Una promesa de los articuladores de las reformas era que las pensiones iban a ser “dignas”, pero para Mesa-Lago esto tampoco se logró. “Las tasas de reemplazo aún se encuentran en la mayoría de los países por debajo de los estándares y lo prometido”, afirmó. La OIT dicta un mínimo del 45% del salario promedio, mientras que en países como Chile la media es de 34% y se proyecta un declive a 15% para 2025-2035, en El Salvador está entre 39% y 43%, en República Dominicana, 36%, y en otros, como Perú, 65% no reciben una pensión.
En un cuarto lugar, también se defendía que implementarían mayor competencia y que la administración privada aumentaría la eficiencia al tiempo que reduciría los costos administrativos, pero en la práctica Mesa-Lago sostuvo que esto “no ha funcionado bien en la mayoría de los países”. Por un lado, el número de administradoras está relacionado con el tamaño del mercado de asegurados, y también desciende a lo largo del tiempo por “fusiones y cierres”. En este sentido, afirmó que “la concentración entre las dos mayores administradoras llega hasta entre 60% y 100% en seis de los nueve países, y crece o se estanca en seis”.
En cuanto a la competencia, entre 0% y 0,7% de los afiliados se traslada, y es una proporción que muestra una tendencia “declinante”. Para el cubano, esto se explica porque “el costo administrativo es alto y generalmente sostenido”: la combinación de la comisión de la administradora y la prima de invalidez y muerte se toma entre 19% y 32% del depósito en la cuenta individual; en Uruguay el costo sobre el salario depositado es de 22,5%. En la misma línea, la utilidad sobre el patrimonio neto oscila entre 42% y 53% en tres países –incluido Uruguay– y entre 4% y 16% en los otros seis, utilidad que además se mantuvo durante los períodos de crisis y aumentó una vez superadas estas.
Asimismo, se estableció que la propiedad de una cuenta individual y la administración privada serían incentivos para contribuir puntualmente con las cuentas individuales, pero en los hechos entre 1999 y 2016 el porcentaje de afiliados que cotiza disminuyó en todos los países, salvo Uruguay y Chile.
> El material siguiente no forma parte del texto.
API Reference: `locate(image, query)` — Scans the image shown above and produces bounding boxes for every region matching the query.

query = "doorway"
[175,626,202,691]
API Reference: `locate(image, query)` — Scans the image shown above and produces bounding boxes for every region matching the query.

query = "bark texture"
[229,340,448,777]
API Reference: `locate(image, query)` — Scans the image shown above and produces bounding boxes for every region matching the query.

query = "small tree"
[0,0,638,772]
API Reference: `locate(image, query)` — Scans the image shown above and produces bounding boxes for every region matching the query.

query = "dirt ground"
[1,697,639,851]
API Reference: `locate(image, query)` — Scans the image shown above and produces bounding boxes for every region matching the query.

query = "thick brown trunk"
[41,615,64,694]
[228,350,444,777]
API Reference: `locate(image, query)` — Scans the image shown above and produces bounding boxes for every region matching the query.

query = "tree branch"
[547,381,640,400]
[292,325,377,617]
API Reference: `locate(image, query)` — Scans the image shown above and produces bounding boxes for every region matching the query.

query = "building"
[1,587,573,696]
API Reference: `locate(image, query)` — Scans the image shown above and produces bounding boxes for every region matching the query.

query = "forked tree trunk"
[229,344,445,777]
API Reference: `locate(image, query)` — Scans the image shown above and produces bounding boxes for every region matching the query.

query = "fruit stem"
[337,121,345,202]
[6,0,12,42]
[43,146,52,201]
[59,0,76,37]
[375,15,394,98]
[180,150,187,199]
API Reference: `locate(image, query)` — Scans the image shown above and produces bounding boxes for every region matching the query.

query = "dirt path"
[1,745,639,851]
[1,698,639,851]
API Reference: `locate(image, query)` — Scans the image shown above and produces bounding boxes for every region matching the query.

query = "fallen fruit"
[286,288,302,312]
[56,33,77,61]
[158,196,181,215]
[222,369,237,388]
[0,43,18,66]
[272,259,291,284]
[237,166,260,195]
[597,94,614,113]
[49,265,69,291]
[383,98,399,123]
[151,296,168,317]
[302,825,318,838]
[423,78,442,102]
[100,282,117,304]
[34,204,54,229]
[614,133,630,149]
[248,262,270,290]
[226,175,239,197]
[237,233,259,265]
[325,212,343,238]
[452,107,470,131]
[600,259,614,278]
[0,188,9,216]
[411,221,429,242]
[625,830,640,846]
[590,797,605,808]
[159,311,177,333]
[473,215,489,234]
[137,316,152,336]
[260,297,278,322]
En nuestro país, hoy en día 59,4% de los afiliados contribuye, en relación al 58,7% que lo hacía en 1999. El capital acumulado también aumentó en términos absolutos, pasando de 1.600 millones de dólares en 2004 a 12.400 en 2016, así como en términos relativos –en función del Producto Interno Bruto– de 16,1% a 24,3%.
Para concluir, más allá de que se auguraron rendimientos “muy altos” de la inversión, esto se dio al principio y entre 1999 y2016 cayó “notablemente”, según Mesa-Lago; en Uruguay, puntualmente 1,5% en el último año y 0,3% en los últimos diez.